- Starting too late
- Paying high fees
- Investing Emotionally
- Using a one-size-fits-all plan
- Not taking taxes into consideration
- Overly Risky Investing
► Starting Too Late
The time to start is now. The power of compound interest is astounding – the earlier you take advantage the more it will work for you. If you start out earlier, you can start with less, invest less and still end up making more than if you started out later.
► Paying High Fees
Broker’s commissions can negate all of the hard-earned interest that you have accumulated. Don’t let this happen to you – pay attention to what you are being charged. The more you pay, the less you keep.
► Investing Emotionally
Successful investing consists of planning and reason. Once emotion gets involved, it can ruin all of the planning and reason that you had used to construct your investment strategy. Keep using the strategies that have consistently made people rich over the years, don’t look to follow the new and exciting strategies that haven’t yet stood the test of time.

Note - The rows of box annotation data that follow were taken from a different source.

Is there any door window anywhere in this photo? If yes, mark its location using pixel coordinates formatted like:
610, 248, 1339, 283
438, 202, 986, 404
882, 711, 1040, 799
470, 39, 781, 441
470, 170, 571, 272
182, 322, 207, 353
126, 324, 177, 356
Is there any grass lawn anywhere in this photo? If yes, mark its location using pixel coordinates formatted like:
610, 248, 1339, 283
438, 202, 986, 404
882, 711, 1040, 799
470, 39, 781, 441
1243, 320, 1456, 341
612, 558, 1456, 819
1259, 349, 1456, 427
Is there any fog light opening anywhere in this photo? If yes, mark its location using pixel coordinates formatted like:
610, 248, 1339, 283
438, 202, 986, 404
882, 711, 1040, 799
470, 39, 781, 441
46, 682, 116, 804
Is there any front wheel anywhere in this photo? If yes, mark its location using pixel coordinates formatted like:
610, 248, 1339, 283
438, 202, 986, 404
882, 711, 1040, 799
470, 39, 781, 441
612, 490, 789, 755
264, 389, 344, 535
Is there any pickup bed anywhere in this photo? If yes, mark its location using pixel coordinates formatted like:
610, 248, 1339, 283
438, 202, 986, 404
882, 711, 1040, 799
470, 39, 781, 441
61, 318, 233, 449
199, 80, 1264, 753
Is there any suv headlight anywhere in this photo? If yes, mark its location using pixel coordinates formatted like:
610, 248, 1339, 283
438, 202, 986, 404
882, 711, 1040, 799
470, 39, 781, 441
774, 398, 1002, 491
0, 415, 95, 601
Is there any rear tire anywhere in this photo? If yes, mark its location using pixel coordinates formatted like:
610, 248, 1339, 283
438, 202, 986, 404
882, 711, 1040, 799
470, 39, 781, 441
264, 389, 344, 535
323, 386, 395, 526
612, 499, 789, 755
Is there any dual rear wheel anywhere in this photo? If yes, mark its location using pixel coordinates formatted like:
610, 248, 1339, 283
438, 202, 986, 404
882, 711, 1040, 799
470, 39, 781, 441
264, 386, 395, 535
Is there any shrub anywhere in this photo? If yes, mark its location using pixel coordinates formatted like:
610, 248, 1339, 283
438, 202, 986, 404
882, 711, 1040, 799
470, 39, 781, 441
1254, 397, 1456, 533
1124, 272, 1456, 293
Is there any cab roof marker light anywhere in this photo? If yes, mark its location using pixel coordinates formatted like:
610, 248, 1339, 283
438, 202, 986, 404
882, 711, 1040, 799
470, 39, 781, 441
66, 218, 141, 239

► Using a One-Size-Fits-All Plan
Your individual needs should trump any ideas of blindly following any plan. Keep an account of how much risk you are willing to take, and what your time frame is. Your portfolio should match your needs.
► Not Taking Taxes Into Consideration
The net profits from stocks are taxable as capital gains. Being in a tax-deferred investment account will stop this from eating away at your savings.
Being extremely risky can pay off big time, but it can also leave you with a diminished nest egg it you gamble wrong. There are many great investments that offer decent returns without putting your funds in excessive danger.